Bifurcation-dominated nonlinear bending behavior of laser peen forming: Analytical modeling and energy competition mechanism

Abstract

Surface morphology transitions driven by mismatch strains constitute a fundamental mechanical paradigm ubiquitous in manufacturing processes, such as panel forming. Laser peen forming (LPF) is an innovative and versatile forming process that incrementally shapes metallic panels into various types of surfaces through thousands of laser shocks spot-by-spot. However, the nonlinear bending behavior of LPF remains insufficiently understood. This study reveals that nonlinear deformation in LPF is a bifurcation-dominated nonlinear bending behavior driven by mismatch strain, which is fundamentally influenced by geometric nonlinearity. An analytical model was developed based on equivalent eigenstrain, enabling efficient predictions of nonlinear bending curvatures.

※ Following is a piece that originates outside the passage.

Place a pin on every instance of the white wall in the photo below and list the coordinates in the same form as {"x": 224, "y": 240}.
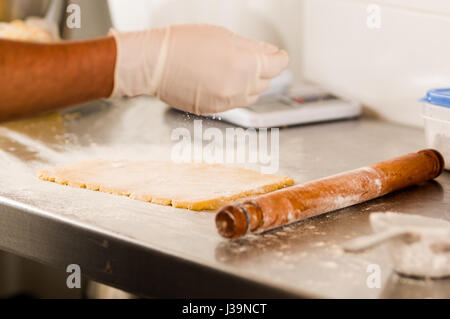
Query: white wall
{"x": 387, "y": 69}
{"x": 276, "y": 21}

Experimental characterization of 2024-T351 aluminum alloy plates across varying dimensions reveals clear bifurcation behavior, where the global morphology transitions from a double-curved to a single-curved configuration as the structure enters the nonlinear regime. Parametric studies using the analytical model provide a comprehensive understanding of the bifurcation behavior, elucidating that the dimensions of the plate significantly affect bifurcation behavior, as confirmed by experimental results. An energy-based analysis of a non-Euclidean plate reveals that bifurcation behavior arises from the competition between stretching and bending energies. An explicit bifurcation criterion is derived for identifying the critical bifurcation point. This work advances the fundamental understanding of mismatch strain-induced morphological transitions and establishes a theoretical framework for the design and stability control of shape morphing structures across different manufacturing processes and applications.